If we are discussing C10K we are by definition discussing performance. JavaScript does not enter this conversation any more than BASIC. Yes of course architecture matters. Nobody has been arguing otherwise. But the point is that if you take the best architecture and implement it in the best available JS environment you are still nowhere close to the same architecture implemented in a systems language in terms of performance. You are welcome to your wishful thinking that you do not need to learn anything besides JavaScript when it comes to this conversation. But no matter how hard you argue it will continue being wishful thinking.
We are discussing tech where having a custom userland TCP stack is not just a viable option but nearly a requirement and you are talking about using a lighter JS framework. We are not having the same conversation. I highly recommend you get off Dunning-Kruger mountain by writing even a basic network server using a systems language to learn something new and interesting. It is more effort than flaming on a forum but much more instructive.
Techempower isn't perfect, but a 33% loss of speed is really not bad versus best of the best web stacks. Your attempt to belittle is the same tired heaping scorn, when the data shows otherwise. But it's so cool to hate!
Libuv isn't the most perfect networking stack in the planet, no. It could be improved. We could figure out new ways to get io-uring or some eBPF based or even dpdk bypass userland stack running. Being JS does not limit what you do for networking, in any way. At all. It adds some overhead to the techniques you choose, requires some glue layer. So yes, some cpu and memory efficiency losses. And we can debate whether thats 20% or 50% or more. Techempower shows it's half an order of magnitude worse (10^0.5, 33%). Techempower is a decent proxy for what is available, what you get, without being extremely finicky.

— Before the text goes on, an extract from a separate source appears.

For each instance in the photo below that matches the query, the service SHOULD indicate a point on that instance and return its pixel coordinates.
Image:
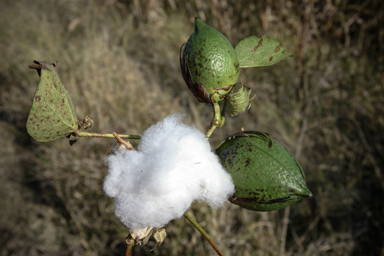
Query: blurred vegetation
(120, 62)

Maybe that is the goal, maybe this really is a shoot for the moon effort where you abandon all existing work to get extreme performance, as c10k was, but that makes the entire lesson not actually useful or practical for almost everyone. And if you want to argue against techempower being a proxy for others, for doing extreme work & what is possible at the limit, you have to consider a more extreme js networking than what comes out of box in node.js or Deno too, into a custom engine there too.
It's serious sad cope to pretend like it's totally different domains, that js is inherently never going to have good networking, that it can't leverage the same networking techniques you are trying to vaunt over js. The language just isn't that important, the orders of magnitude (<<1 according to the only data/evidence in this thread) are not actually super significant.
Look you seem to have made up your mind and are unwilling to listen to knowledge or experience. The tech industry does not do well with willful ignorance so I wish you luck with all that.
I'm more than happy to listen! But there's not really content or lessons happening. It's just an endless stream of useless garbage no effort dunking and "trust me bro."
I would be far less offended by the "js sucks lol" thought terminating cliche & dunking if they came at all correct. But I'm the only one citing any evidence here and your assertions that better networking is impossible in js, js could never userland bypass, just don't wash or make sense.
I don't think js is ideal to spend all your time optimizing for. It's a bit ridiculous to imagine a userland kernel bypass like dpdk that's married to v8. But it doesn't seem inconceivable at all.
Assume both of us are being willfully to our ends. I'd way rather be willfully of possibility, than to be so ironclad locked down assured beyond belief willful of impossibility. I think that's an insult to the hacker spirit. And it's a sad fate that every conversation has the same useless loud bellowing that JS is impossibly bad; this thought terminating cliche is a wicked evil to inflict on the world, adding chiefly to din. Especially when it never bring any evidence, when it's so self assured.
No, I'm pointing out that you have no evidence at all & and aren't trying to speak reasonably or informatively, that you are bullying a belief you have without evidence.
I'm presenting evidence. I'm clarifying as I go. I'm adding points of discussion. I'm building a case. I just refuse to be met and torn down by a bunch of useless hot air saying nothing.
Nothing about current js ecosystem screams good architecture it’s hacks on hacks and a culture of totally ignoring everything outside of your own little bubble. Reminds me of early 2000s javabeans scene
Reminds me of early 2000s JS scene, in fact. Anything described as "DHTML" was a horrid hack. Glad to see Lemmings still works, though, at least in Firefox dev edition. https://www.elizium.nu/scripts/lemmings/
Unqualified broadscale hate making no assertions anyone can look at and check? This post is again such wicked nasty Dark Side energy, fueled by such empty vacuous nothing.
It was an incredible era that brought amazing aliveness to the internet. Most of it was pretty simple & direct, would be more intelligible to folks today than today would be intelligible & legible to folks from them.
This behavior is bad & deserves censure. The hacker spirit is free to be critical, but in ways that expand comprehension & understanding. To classify a whole era as a "horrible hack" is injurous to the hacker spirit.